Europaparlament pocht auf faire Preise für die Landwirte

Im Kampf gegen Billigpreise für Agrarprodukte erhalten die Landwirte Unterstützung aus dem EU-Parlament. Die Kommission sollte Vorschläge gegen unlautere Handelspraktiken in der Lebensmittelversorgungskette vorlegen, um angemessene Einkünfte für die Landwirte und eine umfangreiche Auswahl für die Verbraucher zu sichern

Im Kampf gegen Billigpreise für Agrarprodukte erhalten Europas Landwirte Unterstützung aus dem Europaparlament. Die EU-Kommission sollte Vorschläge gegen unlautere Handelspraktiken in der Lebensmittelversorgungskette vorlegen, um angemessene Einkünfte für die Landwirte und eine umfangreiche Auswahl für die Verbraucher zu sichern, heißt es in einer angenommenen Entschließung.

Ziel der EU-Vorgaben müsse sein, faire und transparente Beziehungen zwischen Erzeugern, Lieferanten und Vertreibern von Lebensmitteln zu gewährleisten. EU-Agrarkommissar Phil Hogan begrüßte die Entschließung. „Wir müssen verhindern, dass Unternehmen große Unterschiede in der Verhandlungsmacht für unfaires Geschäftsgebaren missbrauchen“, sagte Hogan in der Straßburger Plenardebatte. Er sieht aber nach wie vor keinen europäischen Handlungsbedarf, sondern in erster Linie die Mitgliedstaaten in der Pflicht. Auch verwies der Ire auf die von ihm eingerichtete Task Force für den Agrarmarkt, die zu dem Thema noch in diesem Jahr Schlussfolgerungen vorlegen werde.

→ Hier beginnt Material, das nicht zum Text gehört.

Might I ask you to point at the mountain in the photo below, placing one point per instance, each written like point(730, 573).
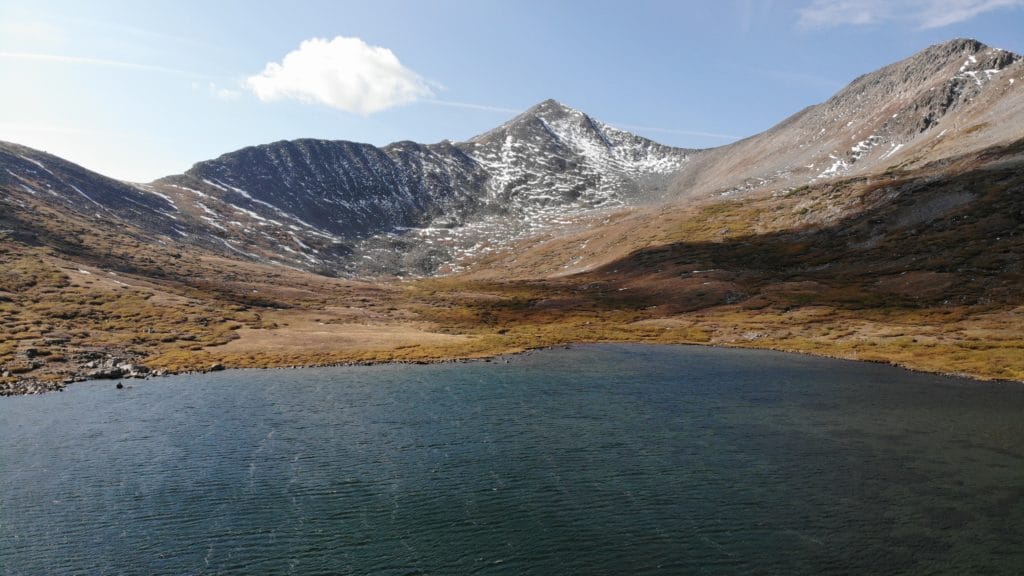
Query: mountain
point(413, 208)
point(886, 223)
point(949, 98)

Hogan berichtete zudem, dass bereits 20 EU-Länder Gesetzesinitiativen gegen unlautere Handelspraktiken ergriffen hätten; weitere Staaten planten dies. Bereits im September 2010 hatte das Europaparlament eine ähnliche Entschließung angenommen; im Juli 2014 hatte die Kommission die Mitgliedsländer ermutigt, nach Wegen zu suchen, um kleine Lebensmittelproduzenten und Einzelhändler „besser vor unlauteren Praktiken ihrer mitunter deutlich stärkeren Handelspartner zu schützen“.

In einem erst diesen Januar von der für Binnenmarkt und Industrie zuständigen Generaldirektion veröffentlichten Bericht war die Kommission zu dem Schluss gekommen, dass derzeit kein Bedarf für EU-weite Rechtsvorschriften gegen unfaire Praktiken in der Wertschöpfungskette der Agrar- und Ernährungswirtschaft bestehe. Es werde kein Mehrwert für eine Harmonisierung einzelstaatlicher Vorschiften gesehen, hieß es dazu.